PROJECT OUTCOMES REPORT
![]()
Disclaimer
This Project Outcomes Report for the General Public is displayed verbatim as submitted by the Principal Investigator (PI) for this award. Any opinions, findings, and conclusions or recommendations expressed in this Report are those of the PI and do not necessarily reflect the views of the National Science Foundation; NSF has not approved or endorsed its content.

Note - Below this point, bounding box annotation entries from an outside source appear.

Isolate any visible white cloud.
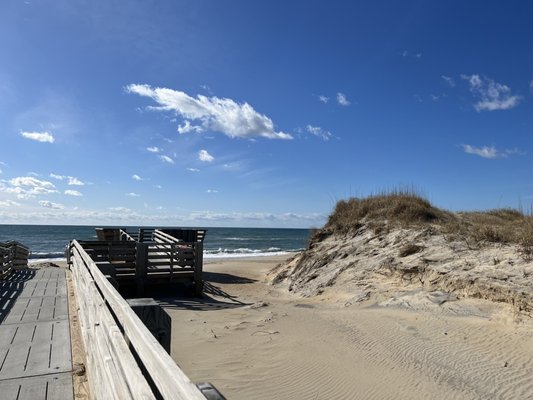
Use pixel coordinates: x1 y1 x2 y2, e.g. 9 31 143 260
109 207 133 213
125 84 292 139
0 176 57 199
306 125 333 141
461 74 522 112
178 120 205 134
158 155 174 164
0 207 326 228
20 131 55 143
39 200 65 210
337 92 352 106
50 174 66 181
9 176 55 189
198 150 215 162
440 75 455 87
49 174 85 186
0 200 20 208
67 176 85 186
461 144 520 158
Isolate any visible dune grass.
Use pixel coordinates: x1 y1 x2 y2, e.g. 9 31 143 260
318 190 533 259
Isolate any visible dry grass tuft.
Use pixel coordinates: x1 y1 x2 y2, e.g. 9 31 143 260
399 244 424 257
311 190 533 260
326 191 452 232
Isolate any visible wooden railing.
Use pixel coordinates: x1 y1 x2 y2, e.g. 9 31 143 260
0 240 30 278
68 240 205 400
85 228 207 296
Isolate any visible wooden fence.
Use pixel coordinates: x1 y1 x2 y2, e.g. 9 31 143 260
68 240 205 400
78 228 206 296
0 240 30 278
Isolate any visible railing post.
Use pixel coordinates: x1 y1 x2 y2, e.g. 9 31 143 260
194 241 204 297
135 242 148 296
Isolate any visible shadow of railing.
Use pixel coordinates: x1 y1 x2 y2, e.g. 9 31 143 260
0 269 36 324
154 272 257 311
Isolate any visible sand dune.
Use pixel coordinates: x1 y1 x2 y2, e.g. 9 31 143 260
167 258 533 399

At the University of Georgia, approximately 140 undergraduate and graduate students participated in the collection of, and extraction of data from, more than 40,000 allegations concerning physical integrity rights abuse from a selection of US State Department, Amnesty International, and Human Rights Watch annual human rights reports covering the time period from 1999 through 2016. These allegations were then used to generate an automated process that extracted more than 1.6 million possible allegations concerning physical integrity rights abuse from these same reports over the same time period. Finally, supervised machine learning models were used to estimate the probability that each of these allegations actually contained information concerning abuses like disappearance, torture, political imprisonment, and extrajudicial killing. Using these probabilities, we created a dataset of 388,864 unique abuse allegations in 196 countries between 1999 and 2016. This is a new data set of physical integrity rights allegations that has never before existed and should drive the study of human rights forward for years to come.
At the time of this report in November 2019, work on this award has been completed at the University of Georgia. However, the other awards associated with this collaborative research (#1626775 and #1627464) are ongoing. As such, the final results of this collaborative project are still forthcoming.